Não que o filme seja despido de momentos engraçados.
A despeito de um humor bastante repetitivo, o filme
consegue algumas boas tiradas, invariavelmente a partir
do deslocamento de sentido de determinados objetos –
uma plaquinha de “4x4” colocada num cavalo, uma antena
de televisão sendo improvisada com tampa de lata de
lixo e latinhas de cerveja –, mas a reiteração dessas
situações local/global é tão grande que torna as piadinhas
irritantes: uma revista com Kylie Minogue na capa, uma
televisão que não dá sinal, um batom, etc.
Desde o primeiro plano de Mongolian Pingpong,
faz-se necessário uma comparação com O Mundo,
de Jia Zhang-ke: a família tira uma foto tendo por fundo
um desenho da Praça da Paz Celestial, e em seguida esse
desenho é recoberto por um desenho do Arco do Triunfo
francês. Mas se o filme de Jia dá espaço a um verdadeiro
questionamento sobre o processo de globalização chinês
e imbui todos os curto-circuitos espaciais de um sentimento
contrastante entre um discurso oficial (a China se moderniza)
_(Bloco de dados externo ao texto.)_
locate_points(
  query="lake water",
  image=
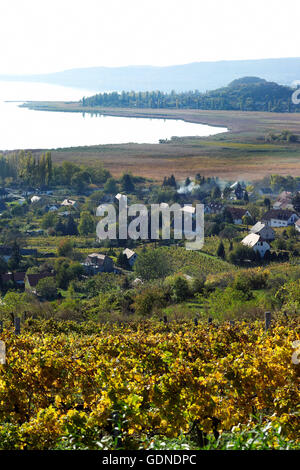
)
(21, 128)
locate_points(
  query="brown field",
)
(240, 153)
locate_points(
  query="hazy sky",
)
(52, 35)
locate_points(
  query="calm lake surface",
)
(22, 128)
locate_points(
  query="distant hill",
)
(243, 94)
(202, 76)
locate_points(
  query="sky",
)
(41, 36)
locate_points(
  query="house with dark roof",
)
(130, 255)
(284, 201)
(254, 241)
(280, 217)
(98, 263)
(213, 208)
(32, 280)
(265, 231)
(3, 194)
(237, 214)
(17, 278)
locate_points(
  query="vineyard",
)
(126, 386)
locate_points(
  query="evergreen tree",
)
(71, 227)
(16, 257)
(86, 224)
(127, 183)
(59, 227)
(221, 250)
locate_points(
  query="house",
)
(35, 232)
(69, 202)
(52, 208)
(254, 241)
(237, 192)
(237, 214)
(121, 198)
(32, 280)
(284, 201)
(17, 278)
(265, 192)
(35, 199)
(98, 263)
(265, 231)
(130, 255)
(189, 210)
(5, 253)
(3, 194)
(213, 208)
(280, 217)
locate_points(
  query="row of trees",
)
(39, 171)
(247, 94)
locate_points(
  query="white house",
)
(35, 199)
(280, 218)
(189, 210)
(255, 242)
(265, 231)
(52, 209)
(237, 214)
(130, 255)
(69, 202)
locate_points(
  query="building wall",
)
(261, 247)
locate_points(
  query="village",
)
(254, 219)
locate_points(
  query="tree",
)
(242, 253)
(65, 248)
(16, 257)
(181, 289)
(296, 202)
(71, 226)
(49, 220)
(152, 264)
(228, 232)
(110, 186)
(59, 227)
(216, 192)
(127, 183)
(122, 261)
(46, 288)
(80, 180)
(267, 203)
(221, 250)
(86, 223)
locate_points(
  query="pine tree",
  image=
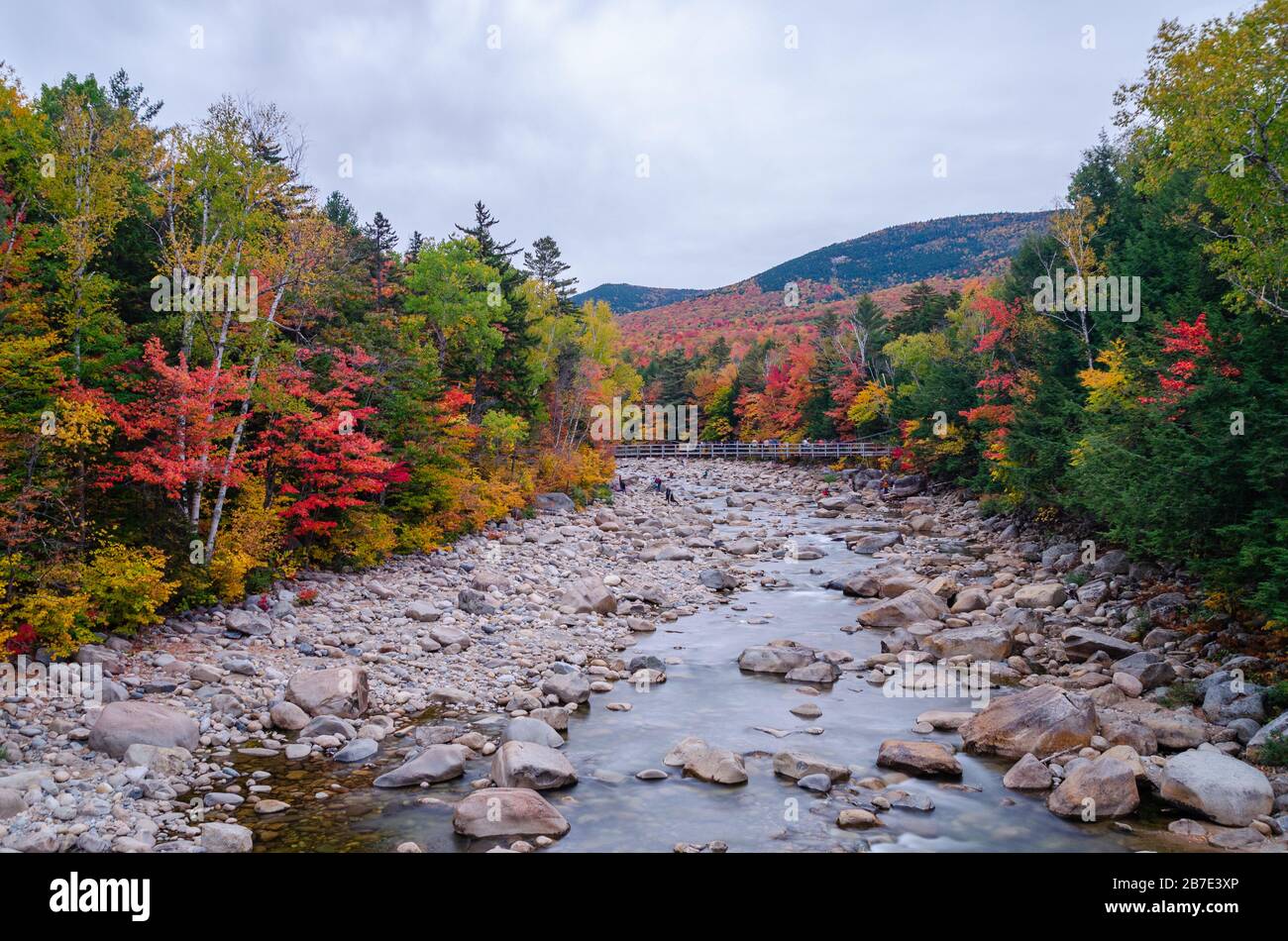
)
(340, 211)
(509, 382)
(545, 264)
(381, 240)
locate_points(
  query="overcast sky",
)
(756, 153)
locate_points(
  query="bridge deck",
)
(816, 451)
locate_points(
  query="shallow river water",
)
(708, 696)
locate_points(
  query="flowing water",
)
(708, 696)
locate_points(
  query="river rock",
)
(568, 687)
(125, 724)
(335, 691)
(1042, 595)
(589, 595)
(423, 611)
(226, 838)
(1100, 789)
(717, 579)
(970, 598)
(771, 658)
(1147, 667)
(287, 716)
(799, 765)
(554, 502)
(819, 671)
(253, 623)
(717, 766)
(1223, 787)
(165, 763)
(528, 765)
(359, 750)
(507, 812)
(1043, 720)
(1085, 643)
(923, 759)
(905, 610)
(875, 542)
(1028, 774)
(436, 764)
(528, 729)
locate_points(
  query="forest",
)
(213, 377)
(1160, 432)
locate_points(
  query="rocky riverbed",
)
(716, 666)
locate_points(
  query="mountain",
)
(951, 248)
(625, 299)
(945, 253)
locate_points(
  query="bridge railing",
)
(768, 451)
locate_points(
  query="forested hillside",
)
(952, 248)
(1157, 425)
(626, 297)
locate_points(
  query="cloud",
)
(756, 151)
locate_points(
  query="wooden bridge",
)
(754, 451)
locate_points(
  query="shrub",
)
(127, 584)
(253, 541)
(1183, 692)
(364, 538)
(59, 622)
(1274, 752)
(1276, 698)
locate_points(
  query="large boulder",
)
(1028, 774)
(797, 765)
(859, 584)
(507, 812)
(922, 759)
(136, 722)
(1085, 643)
(875, 542)
(1041, 595)
(1147, 667)
(666, 553)
(706, 763)
(335, 691)
(253, 623)
(978, 641)
(528, 729)
(1043, 720)
(717, 579)
(816, 673)
(567, 687)
(226, 838)
(1218, 786)
(554, 502)
(436, 764)
(1100, 789)
(774, 658)
(589, 595)
(1176, 729)
(905, 610)
(528, 765)
(970, 598)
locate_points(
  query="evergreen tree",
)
(381, 240)
(545, 264)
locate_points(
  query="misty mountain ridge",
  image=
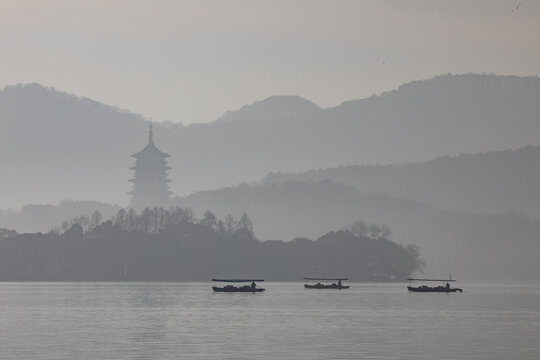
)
(72, 142)
(492, 182)
(272, 108)
(468, 245)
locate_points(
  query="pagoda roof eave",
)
(150, 148)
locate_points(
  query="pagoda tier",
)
(150, 183)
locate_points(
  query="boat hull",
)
(236, 289)
(433, 289)
(308, 286)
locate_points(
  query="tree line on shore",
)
(160, 244)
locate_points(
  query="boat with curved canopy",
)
(252, 288)
(445, 287)
(327, 283)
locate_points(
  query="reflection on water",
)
(188, 321)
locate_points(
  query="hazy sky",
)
(190, 61)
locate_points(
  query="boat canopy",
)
(327, 279)
(237, 280)
(412, 279)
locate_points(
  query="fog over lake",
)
(148, 147)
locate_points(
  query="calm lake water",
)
(188, 321)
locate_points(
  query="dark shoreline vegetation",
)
(173, 245)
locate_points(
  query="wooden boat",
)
(252, 288)
(441, 288)
(320, 285)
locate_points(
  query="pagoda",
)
(150, 184)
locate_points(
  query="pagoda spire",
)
(150, 183)
(150, 133)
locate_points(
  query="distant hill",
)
(55, 145)
(493, 182)
(469, 246)
(195, 250)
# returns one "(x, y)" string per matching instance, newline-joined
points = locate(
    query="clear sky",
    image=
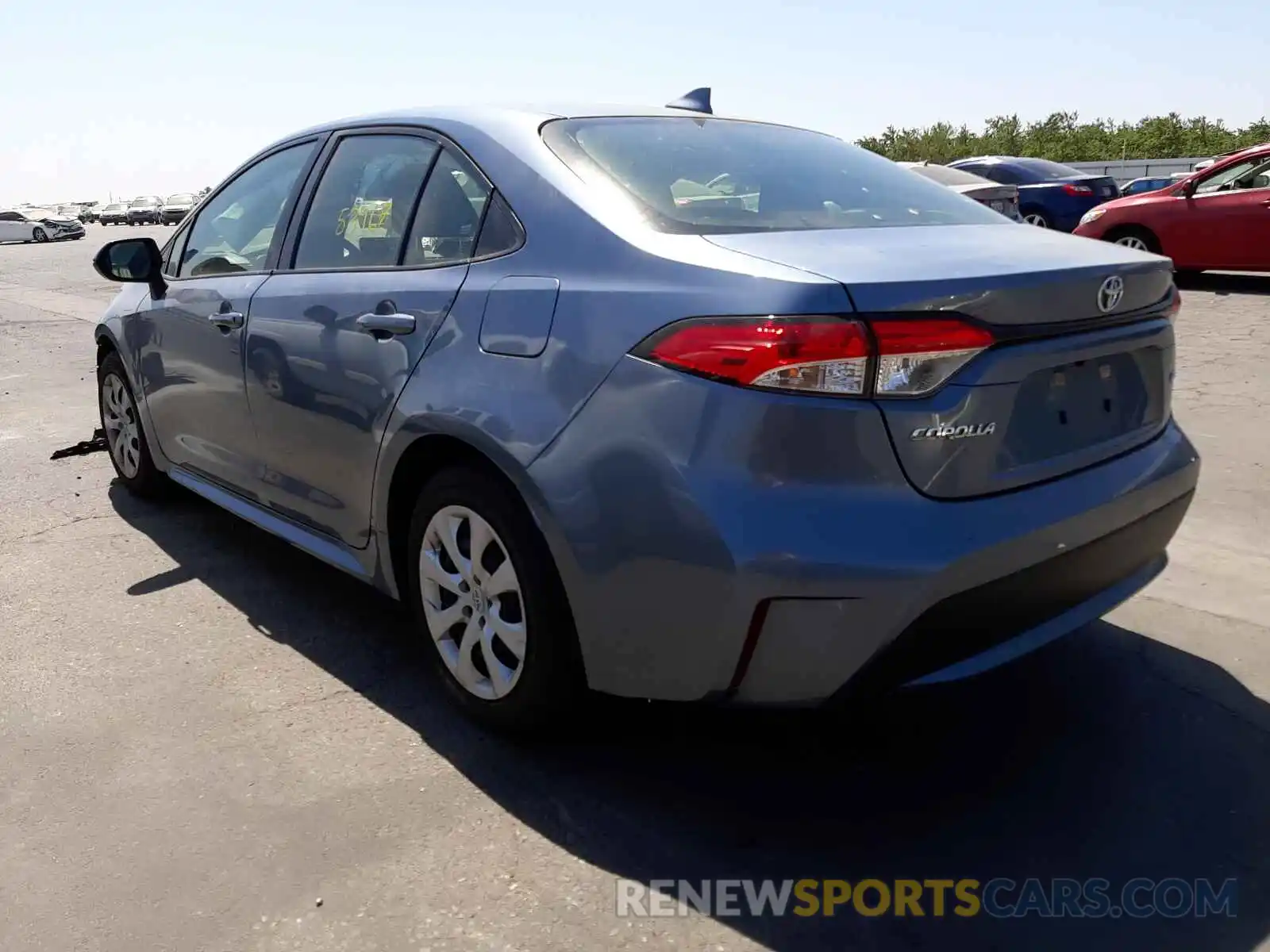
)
(148, 97)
e o significado disso na prática (não se tem acesso
às coisas mas a seus simulacros, o eterno no future
do cinema de Jia Zhang-ke), em Mongolian Pingpong
o anacronismo dos campos mongóis são meramente um objeto
de derrisão, ocasião para uma tirada de chapéu ao espectador
espertinho: olha como eles são ingênuos, olha como existe
uma pureza que está sendo contaminada pelo consumo,
olha como o modo de vida deles é tão lindo e diferente,
como eles são todos doces, etc. Nosso equivalente tupiniquim
são os já famosos planos de antenas parabólicas nas
favelas ou nas cidades do interior, como se pobre e/ou
camponês e/ou interiorano não tivesse direito às benesses
da sociedade de consumo.
Porque se há uma relação desenvolvida com o espectador
de Mongolian Pingpong, é claramente uma de consumo,
e não mais: te entrego uma realidade toda pronta, que
só se pode consumir do exterior (ponto de vista do turista)
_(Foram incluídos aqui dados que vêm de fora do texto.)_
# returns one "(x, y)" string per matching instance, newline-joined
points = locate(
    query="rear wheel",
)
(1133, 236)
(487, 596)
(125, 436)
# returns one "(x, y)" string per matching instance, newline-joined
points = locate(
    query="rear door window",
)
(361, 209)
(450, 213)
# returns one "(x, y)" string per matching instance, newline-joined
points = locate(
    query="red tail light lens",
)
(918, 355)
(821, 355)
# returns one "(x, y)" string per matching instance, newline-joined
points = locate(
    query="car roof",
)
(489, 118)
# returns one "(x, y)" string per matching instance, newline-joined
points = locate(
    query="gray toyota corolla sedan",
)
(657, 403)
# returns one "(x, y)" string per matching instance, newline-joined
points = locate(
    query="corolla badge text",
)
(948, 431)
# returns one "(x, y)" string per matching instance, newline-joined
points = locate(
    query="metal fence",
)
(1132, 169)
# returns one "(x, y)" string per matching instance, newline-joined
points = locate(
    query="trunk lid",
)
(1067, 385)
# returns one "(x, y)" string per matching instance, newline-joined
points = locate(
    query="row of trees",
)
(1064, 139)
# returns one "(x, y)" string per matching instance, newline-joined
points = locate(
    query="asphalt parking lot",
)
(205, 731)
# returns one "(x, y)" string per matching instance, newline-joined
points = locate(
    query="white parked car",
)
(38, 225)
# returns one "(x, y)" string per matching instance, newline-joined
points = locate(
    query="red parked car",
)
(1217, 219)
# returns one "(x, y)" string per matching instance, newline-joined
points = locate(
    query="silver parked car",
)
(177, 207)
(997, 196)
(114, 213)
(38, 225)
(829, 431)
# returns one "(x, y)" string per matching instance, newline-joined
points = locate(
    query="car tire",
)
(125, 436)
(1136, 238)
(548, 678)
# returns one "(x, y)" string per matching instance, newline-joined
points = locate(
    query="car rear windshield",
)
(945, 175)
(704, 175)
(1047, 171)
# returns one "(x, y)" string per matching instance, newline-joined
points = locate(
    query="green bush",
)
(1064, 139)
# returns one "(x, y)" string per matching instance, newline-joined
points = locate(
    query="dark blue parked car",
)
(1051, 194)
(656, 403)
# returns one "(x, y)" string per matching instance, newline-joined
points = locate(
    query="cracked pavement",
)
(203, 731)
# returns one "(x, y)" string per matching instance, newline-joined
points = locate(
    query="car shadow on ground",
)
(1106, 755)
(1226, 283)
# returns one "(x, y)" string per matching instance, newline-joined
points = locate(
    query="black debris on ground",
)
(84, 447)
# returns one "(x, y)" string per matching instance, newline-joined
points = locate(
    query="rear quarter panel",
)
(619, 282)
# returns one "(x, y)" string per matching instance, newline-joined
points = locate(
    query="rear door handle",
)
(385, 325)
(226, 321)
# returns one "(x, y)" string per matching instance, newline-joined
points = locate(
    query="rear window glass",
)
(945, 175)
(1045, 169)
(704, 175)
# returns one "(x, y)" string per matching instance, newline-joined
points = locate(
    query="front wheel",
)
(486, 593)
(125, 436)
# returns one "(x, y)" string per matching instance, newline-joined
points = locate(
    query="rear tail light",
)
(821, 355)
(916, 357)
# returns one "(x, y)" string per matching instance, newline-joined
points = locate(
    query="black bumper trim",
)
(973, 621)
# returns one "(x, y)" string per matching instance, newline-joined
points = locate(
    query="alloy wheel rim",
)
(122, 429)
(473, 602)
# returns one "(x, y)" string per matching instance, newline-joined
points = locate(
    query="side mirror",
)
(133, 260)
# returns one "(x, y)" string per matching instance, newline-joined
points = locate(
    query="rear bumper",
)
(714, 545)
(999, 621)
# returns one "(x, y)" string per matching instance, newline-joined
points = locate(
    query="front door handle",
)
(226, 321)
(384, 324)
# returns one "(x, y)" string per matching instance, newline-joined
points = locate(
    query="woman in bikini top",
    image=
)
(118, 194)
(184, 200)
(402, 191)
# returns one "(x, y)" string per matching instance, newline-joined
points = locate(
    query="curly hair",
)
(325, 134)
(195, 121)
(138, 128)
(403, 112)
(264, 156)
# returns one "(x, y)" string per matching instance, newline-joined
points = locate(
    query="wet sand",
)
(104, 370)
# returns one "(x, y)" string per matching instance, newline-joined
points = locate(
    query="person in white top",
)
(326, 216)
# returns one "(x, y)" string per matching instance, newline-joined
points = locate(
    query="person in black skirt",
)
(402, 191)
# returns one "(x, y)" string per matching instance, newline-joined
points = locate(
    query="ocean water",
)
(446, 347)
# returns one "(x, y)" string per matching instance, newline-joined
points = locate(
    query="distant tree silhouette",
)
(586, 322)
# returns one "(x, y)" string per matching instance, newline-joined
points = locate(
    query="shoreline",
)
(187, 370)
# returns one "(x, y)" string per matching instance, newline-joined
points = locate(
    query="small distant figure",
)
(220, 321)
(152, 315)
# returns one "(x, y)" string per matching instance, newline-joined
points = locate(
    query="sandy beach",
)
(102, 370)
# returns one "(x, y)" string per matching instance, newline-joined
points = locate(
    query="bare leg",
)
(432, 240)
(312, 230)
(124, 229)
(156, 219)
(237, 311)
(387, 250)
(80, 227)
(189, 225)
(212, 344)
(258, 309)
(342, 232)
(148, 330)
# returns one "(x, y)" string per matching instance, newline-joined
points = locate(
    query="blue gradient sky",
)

e que apresenta um mundo singelo e exótico. Três moleques
que adoram aprontar, um pai bebum, uma mãe docemente
severa, uma vovó senil, um comerciante meio picareta,
um policial apalermado: todos os personagens inteiramente
construídos para nossa fruição desapegada. Ou seja,
estamos diante de um típico representante de um gênero
de filme cujo mais recente exemplar a aportar em nosso
território foi o nefasto Primavera, Verão, Outono,
Inverno... e Primavera, de Kim Ki-Duk. Orientalismo
prêt-à-porter conjuga muito bem com o suplemento de
alma buscado pelos degustadores de circuitinho cult
no Brasil e ao redor do mundo. Mas o prato é requentado.